L’enregistrement

Les principaux renseignements qu’utilise l’enquête TRA-patrimoine proviennent d’informations produites par l’administration de l’Enregistrement en vue de taxer la richesse individuelle au décès. Elles touchent sur deux siècles la totalité de la population française et offrent un observatoire de la richesse à la fois systématique et d’une grande continuité.

L’Enregistrement est une administration qui remonte à l’Ancien Régime. Mais, refondée en l’An VII, elle est réorganisée de façon à ce que soit strictement appliqué le principe révolutionnaire de l’universalité de l’impôt. C’est pourquoi les sources qu’elle produit constituent un moyen sûr d’atteindre la population dans son ensemble : la loi de l’an VII stipule que le fisc doit être averti de chaque décès.

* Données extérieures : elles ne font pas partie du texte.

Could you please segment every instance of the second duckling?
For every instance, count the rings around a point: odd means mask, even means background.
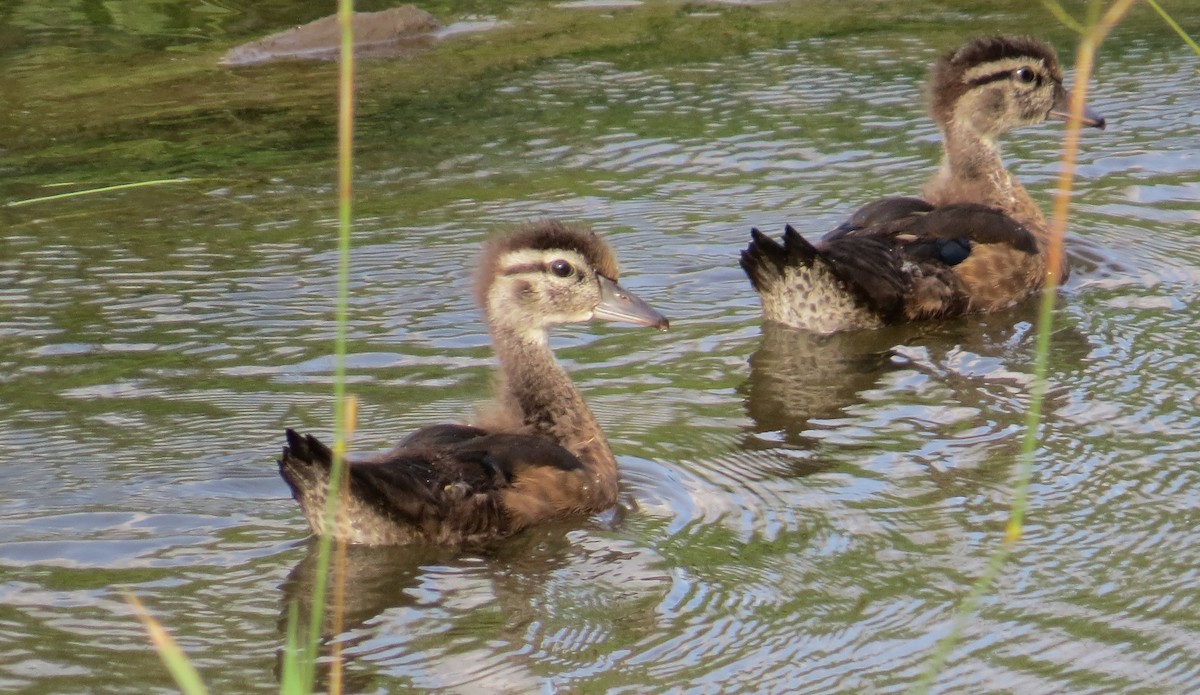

Pour le ressort qui est le sien, chaque bureau de l’Enregistrement doit à la fois s’assurer que toutes les successions font bien l’objet de déclaration et que ces déclarations sont fiables, ce qui impose de se doter de moyens de vérification adéquats et donc de produire en grand nombre ses propres sources d’informations.

Les TSA

Pour pouvoir maîtriser ces différentes sources et passer rapidement de l’une à l’autre, est constitué un répertoire synthétique d’ensemble : les Tables des successions et absences (TSA). Ces Tables ont une double caractéristique. Elles portent sur tous les individus décédés et fournissent des informations précises et contrôlées sur la situation de chacun et sur son patrimoine au moment du décès.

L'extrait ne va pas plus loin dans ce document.